Nie wolno rehabilitować dzieci z dysfunkcjami samemu
To musi robić tylko bardzo doświadczony specjalista mający uprawnienia i wiedzę. Wtedy można być pewnym, że ćwiczenia takie nie zaszkodzą, a na pewno pomogą. Jak rehabilitacja metodą Vojty wygląda w kolejnych krokach? Rehabilitant zaczyna od uciskania w przeróżnych punktach ciała małego dziecka, po czym obserwuje jego reakcje. Później musi on wybrać najlepszy, optymalny sposób stymulacji, który zależy i do wieku dziecka, i od potrzeb – może trwać od kilku do kilkunastu minut. To nie wszystko. Ważne jest też, aby nauczył rodziców, jak ci mają postępować ze swoim kochanym maleństwem.

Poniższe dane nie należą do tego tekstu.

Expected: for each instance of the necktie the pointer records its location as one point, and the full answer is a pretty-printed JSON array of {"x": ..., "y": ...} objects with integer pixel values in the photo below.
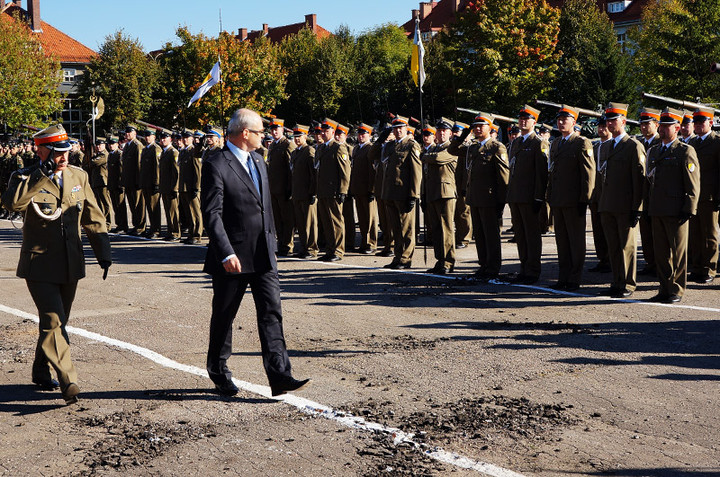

Metoda Vojty nie boli, ale dzieci i tak mogą w jej trakcie płakać, bo stymulacja bywa niekomfortowa, więc wspieranie i uspokajanie dzieciątka jest też bardzo istotne. Podsumowując, metoda ta wskazana jest dla asymetrii ułożenia ciał, wady postawy, kręczu szyi pochodzenia mięśniowego, niedowładów, wodogłowia, dziecięcego porażenia mózgowego i zaburzeń ośrodkowej koordynacji nerwowej. Ale co ciekawe, można ją też zastosować, gdy mamy do czynienia z dziećmi mającymi rozszczep kręgosłupa, zespół Downa. I jeszcze w przypadku uszkodzeń splotu ramiennego, przepukliny oponowo-rdzeniowej, dysplazji stawu biodrowego oraz wrodzonych miopatiach, które to obejmują grupę chorób związanych z uszkodzeniem mięśni.
Jak więc widać, metoda ma szerokie zastosowanie! A czy można ją również skierować dla leczenia pacjentów, którzy już dawno przestali być niemowlętami? Oczywiście, że tak. Ale u takich, u których możliwe jest odzyskanie prawidłowych wzorców motorycznych, utraconych w następstwie jakiejś choroby. Uwaga! Niestety istnieją także pewnie przeciwwskazania, aby sięgać po metodą Vojty.
A cóż to za przeciwwskazania? Na pewno przeróżne infekcje, które nie są łatwe do wyleczenia, takie, które wiążą się z bardzo wysoką gorączką powyżej 38 stopni Celsjusza, a także w intensywnymi wymiotami, biegunką oraz bardzo ostrymi, przewlekłymi stanami zapalnymi. Nie wolno też rehabilitować, kiedy dziecko wyraźnie jest osłabione. Jeśli natomiast chodzi o dorosłych pacjentów, to tutaj przeszkodą będzie ciąża, problemy z układem krążenia, niewydolnością oddechową oraz choroby nowotworowe.